Bruce Lawrence Paisner (born July 4, 1942) is an American television executive and current President & CEO of the International Academy of Television Arts and Sciences since 2004. He was also President of Hearst Entertainment, Inc. and Vice President of Hearst Communications. He is currently a senior advisor to Hearst.

== Career ==
Paisner was an alumnus of Harvard College in 1964 and Harvard Law School in 1968. At Harvard college, he was managing editor of The Harvard Crimson, where he was a writer from 1961 to 1964. He began a career in media as a correspondent for Life magazine in New York and Washington, D.C. in 1964–1965. After law school, he rejoined Time Inc. in 1968 where in 1970, he became general manager of Time-Life Video and from 1973 to 1980, he was president and CEO of Time-Life Films, Inc. and a vice president of Time Incorporated. In 1981, he joined Hearst after Novacom, a distribution entity Paisner formed with WGBH-TV, the Boston affiliate of PBS, was acquired by the mass media company that year.
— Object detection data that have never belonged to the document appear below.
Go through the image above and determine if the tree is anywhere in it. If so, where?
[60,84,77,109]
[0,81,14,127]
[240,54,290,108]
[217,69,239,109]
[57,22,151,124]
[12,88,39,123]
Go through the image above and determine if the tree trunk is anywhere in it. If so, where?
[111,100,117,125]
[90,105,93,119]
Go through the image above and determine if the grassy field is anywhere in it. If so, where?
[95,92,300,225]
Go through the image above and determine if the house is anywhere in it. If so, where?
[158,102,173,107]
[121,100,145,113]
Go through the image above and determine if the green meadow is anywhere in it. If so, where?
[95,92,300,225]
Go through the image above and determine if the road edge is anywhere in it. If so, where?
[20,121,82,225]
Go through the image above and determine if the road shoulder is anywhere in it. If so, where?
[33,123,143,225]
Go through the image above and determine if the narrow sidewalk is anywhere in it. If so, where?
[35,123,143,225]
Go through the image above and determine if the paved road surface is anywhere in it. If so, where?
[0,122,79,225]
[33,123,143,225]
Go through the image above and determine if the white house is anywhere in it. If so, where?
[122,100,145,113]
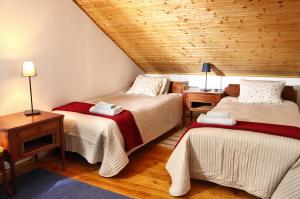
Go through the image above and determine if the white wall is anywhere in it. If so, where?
[0,0,142,115]
[149,74,300,106]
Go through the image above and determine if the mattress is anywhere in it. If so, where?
[55,92,182,177]
[166,97,300,198]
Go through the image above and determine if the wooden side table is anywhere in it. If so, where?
[0,147,16,196]
[183,88,223,120]
[0,112,65,195]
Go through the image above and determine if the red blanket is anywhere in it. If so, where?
[53,102,143,151]
[175,121,300,147]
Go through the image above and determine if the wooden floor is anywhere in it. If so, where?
[17,143,255,199]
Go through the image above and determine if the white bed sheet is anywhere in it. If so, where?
[166,97,300,198]
[55,92,182,177]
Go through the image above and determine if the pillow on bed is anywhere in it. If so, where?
[239,80,285,104]
[127,75,166,96]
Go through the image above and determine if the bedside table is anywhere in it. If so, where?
[183,87,223,120]
[0,112,65,169]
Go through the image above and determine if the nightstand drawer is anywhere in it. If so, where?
[40,120,59,132]
[18,120,60,139]
[18,126,40,138]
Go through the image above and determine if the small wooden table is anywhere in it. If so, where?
[0,112,65,194]
[183,87,223,120]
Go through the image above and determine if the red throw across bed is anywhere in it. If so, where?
[175,121,300,148]
[53,102,143,151]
Novacom was promptly reformed into King Features Entertainment (eventually being renamed Hearst Entertainment in 1990 after a corporate resurrecting that unified King Phoenix Entertainment, which Hearst acquired from founder Gerald W. Abrams in 1989, under one identity), where Paisner continued his duties of serving as the company's president.

He is a member of the University Club, the Century Association, and the Council on Foreign Relations.